J’ai envoyé un message à Hugo vendredi :
"Pour tout ce que je t’ai dit hier, ça reste bien entre nous ? Je sais pas trop pourquoi je t’en ai parlé, je parle jamais de ce genre de truc, j’essaye au max devant les gens de faire comme si ça n’existait pas donc j’espère que je ne t’ai pas mis mal à l’aise. Hormis ça, j’ai passé une bonne soirée. Bonne fin de journée et bon week-end."
Il m’a répondu :
"Bien sûr que ça reste entre nous. Et non ça ne m’a pas mis mal à l’aise. Mais il faut que tu fasses quelque chose, que t’en parle. Ne reste pas comme ça. Bon week-end, et courage pour ton étude."
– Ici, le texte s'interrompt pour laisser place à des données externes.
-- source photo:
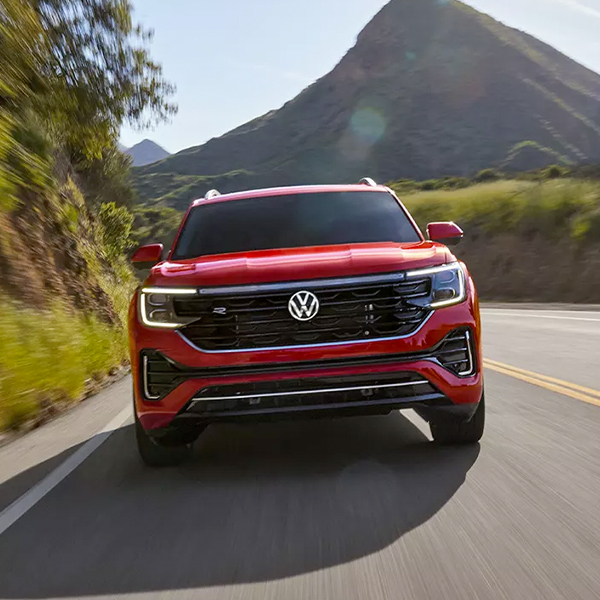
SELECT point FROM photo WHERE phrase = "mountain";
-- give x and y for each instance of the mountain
(145, 153)
(431, 88)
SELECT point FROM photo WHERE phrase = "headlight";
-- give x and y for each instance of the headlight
(157, 307)
(447, 285)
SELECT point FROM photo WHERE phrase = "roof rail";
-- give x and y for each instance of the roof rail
(367, 181)
(211, 194)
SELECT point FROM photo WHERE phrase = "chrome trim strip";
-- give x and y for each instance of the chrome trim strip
(326, 345)
(145, 380)
(305, 284)
(312, 392)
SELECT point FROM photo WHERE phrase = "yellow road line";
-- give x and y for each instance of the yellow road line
(568, 384)
(550, 383)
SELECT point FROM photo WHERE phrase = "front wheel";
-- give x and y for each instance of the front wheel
(156, 455)
(448, 429)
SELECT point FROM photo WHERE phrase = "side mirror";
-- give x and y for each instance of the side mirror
(146, 257)
(446, 233)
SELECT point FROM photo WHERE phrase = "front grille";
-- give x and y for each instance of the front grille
(321, 392)
(261, 319)
(160, 375)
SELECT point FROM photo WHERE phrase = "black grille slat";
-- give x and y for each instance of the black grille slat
(356, 312)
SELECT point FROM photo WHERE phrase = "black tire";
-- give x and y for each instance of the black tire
(448, 429)
(156, 455)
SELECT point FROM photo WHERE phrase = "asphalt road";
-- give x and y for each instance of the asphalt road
(348, 509)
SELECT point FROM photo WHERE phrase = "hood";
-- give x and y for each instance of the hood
(269, 266)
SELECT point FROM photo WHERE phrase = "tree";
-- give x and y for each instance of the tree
(22, 53)
(101, 73)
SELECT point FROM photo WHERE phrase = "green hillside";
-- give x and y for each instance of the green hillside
(430, 89)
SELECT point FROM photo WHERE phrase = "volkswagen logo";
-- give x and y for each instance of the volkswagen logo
(303, 306)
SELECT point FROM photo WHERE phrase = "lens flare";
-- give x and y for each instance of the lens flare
(368, 124)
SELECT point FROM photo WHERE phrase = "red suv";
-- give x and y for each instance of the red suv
(303, 301)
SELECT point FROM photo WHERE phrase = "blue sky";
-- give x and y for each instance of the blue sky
(233, 60)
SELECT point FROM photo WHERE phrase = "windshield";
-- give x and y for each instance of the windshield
(293, 221)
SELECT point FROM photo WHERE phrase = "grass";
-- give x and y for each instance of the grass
(48, 356)
(555, 209)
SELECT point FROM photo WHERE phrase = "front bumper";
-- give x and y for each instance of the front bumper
(201, 387)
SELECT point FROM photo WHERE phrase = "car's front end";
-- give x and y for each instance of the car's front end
(316, 331)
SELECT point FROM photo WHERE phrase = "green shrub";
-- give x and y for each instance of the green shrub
(487, 175)
(49, 356)
(116, 223)
(554, 209)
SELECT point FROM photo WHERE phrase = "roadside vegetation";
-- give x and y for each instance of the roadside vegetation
(525, 240)
(558, 210)
(72, 73)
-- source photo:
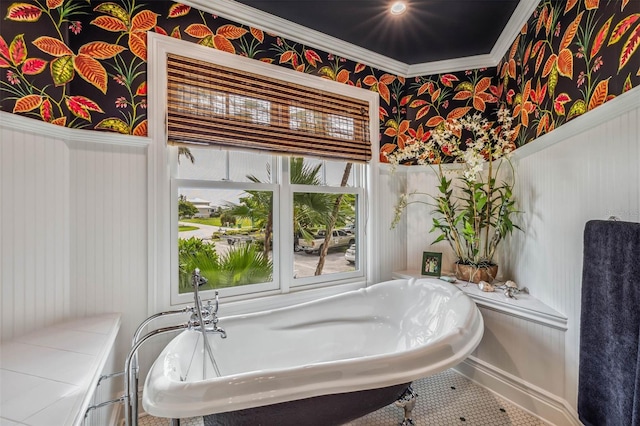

Il faut que je fasse quelque chose. Il a raison. J’ai décidé d’aller revoir une diététicienne, mais pas pour maigrir. Je ne veux pas maigrir. Enfin si, je veux, mais je ne veux pas que ça soit mon objectif. Je veux aller voir une diététicienne pour qu’elle m’apprenne à manger correctement et à pouvoir à nouveau être à l’aise à table sans me poser de questions sur tout ce que je mange. Il ne faut pas que je reporte ce projet. Au départ, je m’étais dit que je ferais ça après les vacances, mais c’est juste reporter le problème et il n’y aura jamais de bons moments pour faire ça. Je dois prendre rendez-vous maintenant ! Je dois me battre maintenant. Ca doit devenir une de mes priorités.

Je ne sais toujours pas pourquoi j’ai parlé de ça avec lui. Je ne le connais pas ou si peux. Il m’a parlé de certains trucs sur lui que je juge assez personnel, mais je me dis que c’était l’alcool. De plus, il peut aussi considérer que ce qu’il m’a raconté ne sont que des banalités. On ne peut jamais avoir totalement conscience de l’importance que les gens accordent aux informations qu’ils nous délivrent sur eux-mêmes.